Les élections communales prévues pour le 20 novembre prochain avancent à grands pas. Le point des préparatifs de ce scrutin était au centre de la rencontre hier, entre le ministère de l’Administration territoriale, de la Décentralisation et de la Réforme de l’Etat et les partis politiques.

La rencontre qui s’est déroulée dans la salle conférence du département était présidée par le ministre Mohamed Ag Erlaf. Le Délégué général aux élections (DGE), le général Siaka Sangaré, le président de la Commission électorale nationale indépendante (CENI), Mamadou Diamoutani, ont participé à la réunion.

Le directeur national de l’Administration territoriale, Allaye Téssougué, a d’entrée de jeu, fait le point de l’exécution du chronogramme électoral. Celui-ci prévoyait des rencontres avec le ministre en charge des élections, la société civile et les partenaires techniques et financiers.
Selon la note explicative du directeur national de l’Administration territoriale, la mise à jour du fichier électoral par la DGE est effective depuis le 29 octobre. Les gouverneurs et les préfets ont créé les bureaux de vote. L’impression des documents électoraux est terminée. Depuis le 6 novembre, les candidatures ont été déposées et les décisions portant publications des listes électorales sont faites. Les recours auprès du juge civil ont également été effectués et ont reçu des appels au niveau des différentes cours d’appel.

Sur les 703 communes, 688 ont reçu des listes de candidature. Il n’y a que dans 15 communes où l’on n’a pas déposé de listes de candidature. Il s’agit de communes dans les Régions de Gao, Ménaka et Kidal.

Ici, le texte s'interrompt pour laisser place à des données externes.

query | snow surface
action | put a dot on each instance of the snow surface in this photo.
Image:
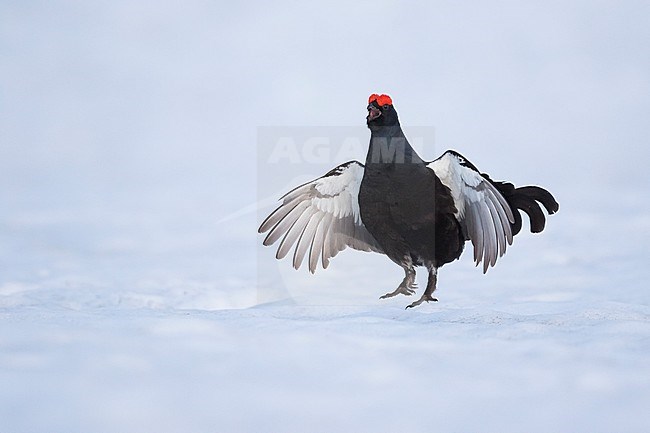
(135, 295)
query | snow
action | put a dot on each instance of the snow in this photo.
(135, 294)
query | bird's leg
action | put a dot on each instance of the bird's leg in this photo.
(408, 284)
(431, 287)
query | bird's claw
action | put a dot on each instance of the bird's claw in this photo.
(424, 297)
(401, 290)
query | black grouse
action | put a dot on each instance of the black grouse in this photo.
(417, 213)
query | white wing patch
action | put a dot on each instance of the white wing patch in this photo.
(481, 209)
(321, 216)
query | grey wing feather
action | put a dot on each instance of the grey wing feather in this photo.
(321, 218)
(482, 211)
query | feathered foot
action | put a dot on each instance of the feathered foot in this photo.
(407, 286)
(431, 287)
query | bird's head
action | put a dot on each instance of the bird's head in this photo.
(381, 111)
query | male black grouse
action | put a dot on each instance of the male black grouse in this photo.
(418, 213)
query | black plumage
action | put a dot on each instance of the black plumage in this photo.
(417, 213)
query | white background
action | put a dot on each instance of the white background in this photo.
(132, 284)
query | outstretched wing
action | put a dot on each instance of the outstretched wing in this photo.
(321, 216)
(482, 211)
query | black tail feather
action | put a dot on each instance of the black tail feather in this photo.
(527, 199)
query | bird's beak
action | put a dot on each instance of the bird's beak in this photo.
(373, 112)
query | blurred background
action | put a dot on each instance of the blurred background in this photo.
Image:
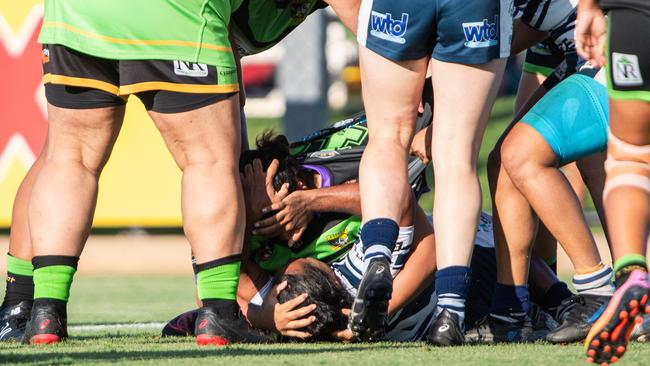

Les listes de candidatures déposées par les partis sont au nombre de 2581. Les regroupements des partis politiques ont déposé 1416 listes. Les listes indépendantes sont au nombre de 16.

Selon le Délégué général aux élections, le général Siaka Sangaré, le budget électoral a été inspiré de la révision des listes électorales de 2015. Nous sommes environ 7 millions d’électeurs.
Mamadou Diamoutani, le président de la CENI a confirmé les chiffres avancés par le directeur national de l’Administration territoriale. Selon lui, le recrutement des délégués électoraux a commencé et la CENI est prête à jouer sa partition lors du scrutin du 20 novembre.

Au nombre des difficultés évoquées à la rencontre, l’on peut retenir le fait que le collège électoral a été convoqué sur la base de l’ancienne loi électorale, laquelle loi a servi pour constituer la CENI actuelle. Par ailleurs, la commission n’a pas de démembrements à Kidal.
Le coût de l’élection est estimé à 12 milliards de Fcfa. Ce montant ne concerne que les activités spécifiques du département. Sur ce budget, les partenaires techniques, à travers le PAPEM, interviennent à hauteur de 5,9 milliards de Fcfa.

La part du budget gérée par le département avait commencé à être exécutée dès 2015 avec des dépenses effectuées pour l’achat de matériels électoraux et pour les mises en dépôt suite au report du scrutin de septembre 2015.